= Yong-Shik Lee =

Yong-Shik Lee is a lawyer, economist, and international relations scholar with internationally-recognized authority in law and development and international trade law. He is currently Director and Professorial Fellow of the Law and Development Institute and a professor at West Virginia University College of Law. He has also taught and conducted academic research at prominent universities throughout the United States, Europe, and Asia, including Cornell University, New York University, Emory University, Tulane University, the University of Manchester, and the University of Sydney. He graduated with a degree in economics and academic distinction from the University of California at Berkeley and received law degrees from the University of Cambridge (B.A., M.A., Ph.D). He is licensed to practice law in multiple jurisdictions, including the United States (California and North Carolina) and the United Kingdom.

Professor Lee has published one hundred thirty academic articles, books, chapters, and shorter notes with leading publishers in North America, Europe, and Asia, in the areas of international economic law, law and development, development / institutional economics, comparative law, and international commercial arbitration. He has developed the “General Theory of Law and Development,” which examines the causal mechanisms by which law impacts development, and the “New General Theory of Development Economics,” which analyzes the constituent elements of economic development. He is currently an associate editor of the Journal of World Trade and the founding editor-in-chief of the Law and Development Review. His principal contribution also includes "Analytical Law and Development Model (ADM)."

Professor Lee participated in a number of bilateral and multilateral negotiations on international trade and investment at international forums such as the United Nations Commission on International Trade Law.
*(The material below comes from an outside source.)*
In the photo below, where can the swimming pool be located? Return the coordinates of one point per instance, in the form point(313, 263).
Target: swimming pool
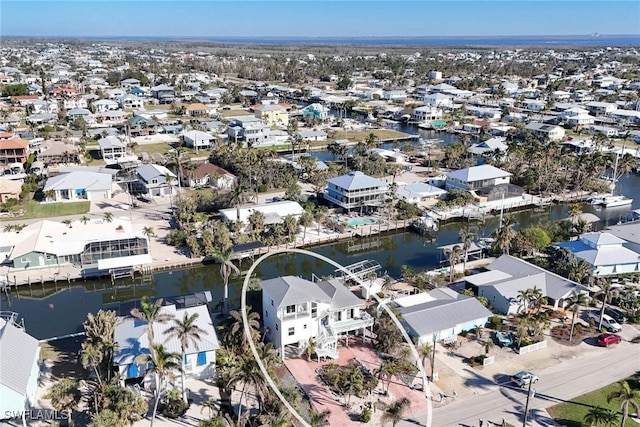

He has appeared before WTO dispute settlement panels and the WTO Appellate Body as a government counsel, and advised national governments, international law firms, and consulting companies on international trade and development projects and major international commercial arbitration cases. He has frequently spoken on issues of international economic law, law and development, and the WTO through over seventy speech engagements at prominent forums such as Harvard University Kennedy School of Government, Johns Hopkins University School of Advanced International Studies, and the World Bank.

==Selected publications==
Lee, Y. S. (2025). Safeguard Measures in World Trade (Edward Elgar, 4th ed., 2025).

Lee, Y. S. (2023). Sustainable Peace in Northeast Asia (Anthem Press, 2023).

Lee, Y. S. (2022). Law and Development: Theory and Practice (Routledge, 2d ed., 2022).

Lee, Y. S. (2020). "New General Theory of Economic Development: Innovative Growth and Distribution." Review of Development Economics, 24(2), 402-423.

Lee, Y. S. (2017). "General theory of law and development." Cornell International Law Journal, 50, 415-471.

Lee, Y. S. (2016). Reclaiming Development in the World Trading System (Cambridge University Press, 2d ed., 2016).

Lee, Y. S. (2015). "Call for a new analytical model for law and development." Law and Development Review, 8(1), 1-67.